Light a Candle for Us

I'm losing count of how many times this has happened, but events always seem to follow a set pattern following an Islamic terrorist attack.
First there's the sounds and images of explosions/gunfire/bomb detonations that result in carnage, death, destruction, and panic mixed with heroism, all viewed through veils of smoke and shadows of running figures. Immediately after we see 24/7 media coverage, often fraught with misinformation or even rumor. Next comes the obligatory outrage expressed by world leaders, complete with platitudes about "solidarity" and "thoughts and prayers," all of which is meaningless empty words. The current American president will be sure to throw in a warning about not judging Islam by the acts of a few. (Interesting how, after a mass shooting in the USA, he never warns about not judging all gun owners by the acts of a few.)
After the heads of state have dutifully weighed in we begin to see the increased security, with armed military and law enforcement officers patrolling in full fighting gear, often with search dogs. The police presence juxtaposes with the calm and meditative candlelight vigils, with flowers, teddy bears, and heart-rending signs and letters piling up in close proximity to the site of the latest atrocity. This is the longest portion of the standard reaction, often lingering for days as news anchors capture poignant closing segments for their television network that are certain to bump up the ratings.
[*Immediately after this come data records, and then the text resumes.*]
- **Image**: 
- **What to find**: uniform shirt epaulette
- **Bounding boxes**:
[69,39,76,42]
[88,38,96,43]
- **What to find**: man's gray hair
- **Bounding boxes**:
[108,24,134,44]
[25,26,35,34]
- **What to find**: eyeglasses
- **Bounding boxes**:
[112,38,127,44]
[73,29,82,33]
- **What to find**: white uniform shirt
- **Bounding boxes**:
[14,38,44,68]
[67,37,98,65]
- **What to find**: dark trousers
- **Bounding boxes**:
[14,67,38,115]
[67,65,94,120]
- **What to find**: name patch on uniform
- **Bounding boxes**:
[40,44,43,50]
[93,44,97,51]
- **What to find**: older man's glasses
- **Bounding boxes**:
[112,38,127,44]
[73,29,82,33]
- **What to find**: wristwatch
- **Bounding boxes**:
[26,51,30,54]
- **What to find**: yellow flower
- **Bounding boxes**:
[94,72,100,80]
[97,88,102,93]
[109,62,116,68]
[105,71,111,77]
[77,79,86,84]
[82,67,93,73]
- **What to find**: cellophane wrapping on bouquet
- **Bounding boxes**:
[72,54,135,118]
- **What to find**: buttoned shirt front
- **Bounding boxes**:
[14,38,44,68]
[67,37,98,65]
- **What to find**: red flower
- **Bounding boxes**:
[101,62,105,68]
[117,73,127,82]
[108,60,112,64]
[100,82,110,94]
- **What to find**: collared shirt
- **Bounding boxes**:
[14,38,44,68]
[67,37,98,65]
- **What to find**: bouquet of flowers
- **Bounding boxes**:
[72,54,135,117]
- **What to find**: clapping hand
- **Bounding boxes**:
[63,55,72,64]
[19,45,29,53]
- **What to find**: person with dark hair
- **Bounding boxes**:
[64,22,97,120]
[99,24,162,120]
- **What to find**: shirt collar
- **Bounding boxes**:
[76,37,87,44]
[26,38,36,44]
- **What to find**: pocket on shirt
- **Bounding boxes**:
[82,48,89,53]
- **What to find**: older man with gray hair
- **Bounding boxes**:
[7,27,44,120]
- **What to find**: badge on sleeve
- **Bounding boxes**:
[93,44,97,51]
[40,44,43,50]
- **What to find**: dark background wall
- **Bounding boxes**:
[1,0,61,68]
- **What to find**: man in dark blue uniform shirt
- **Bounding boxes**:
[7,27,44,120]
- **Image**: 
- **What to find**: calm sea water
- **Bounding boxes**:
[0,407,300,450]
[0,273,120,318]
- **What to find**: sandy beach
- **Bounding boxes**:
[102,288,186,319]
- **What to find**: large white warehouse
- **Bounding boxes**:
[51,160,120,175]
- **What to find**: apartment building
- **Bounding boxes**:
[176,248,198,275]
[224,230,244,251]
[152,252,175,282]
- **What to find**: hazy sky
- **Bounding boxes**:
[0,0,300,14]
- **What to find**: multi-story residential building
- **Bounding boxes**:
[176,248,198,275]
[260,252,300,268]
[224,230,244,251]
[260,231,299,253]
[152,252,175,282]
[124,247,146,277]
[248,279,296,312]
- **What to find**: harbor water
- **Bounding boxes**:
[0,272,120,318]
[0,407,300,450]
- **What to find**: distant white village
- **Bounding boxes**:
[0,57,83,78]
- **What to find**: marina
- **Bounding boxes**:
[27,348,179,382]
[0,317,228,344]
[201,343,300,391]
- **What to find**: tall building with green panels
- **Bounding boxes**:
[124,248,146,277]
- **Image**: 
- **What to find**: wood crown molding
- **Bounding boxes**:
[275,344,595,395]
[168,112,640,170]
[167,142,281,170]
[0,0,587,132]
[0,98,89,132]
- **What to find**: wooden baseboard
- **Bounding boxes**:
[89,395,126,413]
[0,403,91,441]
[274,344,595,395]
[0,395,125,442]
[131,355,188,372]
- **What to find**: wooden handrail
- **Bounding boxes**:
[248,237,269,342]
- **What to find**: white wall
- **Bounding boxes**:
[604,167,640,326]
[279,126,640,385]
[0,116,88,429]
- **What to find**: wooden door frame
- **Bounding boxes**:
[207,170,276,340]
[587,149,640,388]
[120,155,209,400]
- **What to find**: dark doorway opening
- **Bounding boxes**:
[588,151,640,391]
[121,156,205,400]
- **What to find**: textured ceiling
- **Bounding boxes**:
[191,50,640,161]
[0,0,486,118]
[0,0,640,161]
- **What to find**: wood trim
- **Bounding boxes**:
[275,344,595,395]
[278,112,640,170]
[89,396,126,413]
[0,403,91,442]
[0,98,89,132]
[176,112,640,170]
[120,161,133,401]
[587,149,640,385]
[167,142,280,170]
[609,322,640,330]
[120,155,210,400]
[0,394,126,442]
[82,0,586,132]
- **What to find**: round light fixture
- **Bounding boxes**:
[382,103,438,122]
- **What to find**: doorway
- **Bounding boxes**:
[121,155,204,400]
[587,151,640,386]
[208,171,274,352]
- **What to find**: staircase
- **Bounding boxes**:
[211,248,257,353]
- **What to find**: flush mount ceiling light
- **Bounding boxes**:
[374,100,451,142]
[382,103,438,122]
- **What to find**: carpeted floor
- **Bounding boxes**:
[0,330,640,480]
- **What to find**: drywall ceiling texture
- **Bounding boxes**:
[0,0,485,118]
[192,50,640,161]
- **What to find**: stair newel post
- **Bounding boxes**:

Newspaper stories continue to appear regarding an "ongoing investigation" as the days wear on. We may even hear about additional suspects being apprehended or new twists to the evil plot. But the buzz is now fading. The news articles grow shorter and less frequent until they disappear. People go back to watching "Dancing with the Stars" and talking about the newest iPhone.

What can we do, after all? Nobody wants another Iraq War, we say to each other over drinks at happy hour. No, of course not. But what we sometimes forget is that we may not have a choice in the matter. In fact, it is becoming increasingly obvious that we don't have a choice. We have an enemy that means business. Until we mean the same back at them, we are all in grave peril.

Finally, about ten days to two weeks after the terrorist attack, we have returned fully to "normal," listening to presidential candidates hurl insults at each other, fretting over gas prices, looking forward to weekend sports. As attention ebbs away from the latest international scene of death and devastation, the Islamic terrorists press quietly ahead with their plans for the next attack on Western civilization.

As we continue our rituals of complacent reaction, there is no doubt that one day, the candlelight vigils will be for us or our loved ones. It has been so already, in both Paris and Brussels.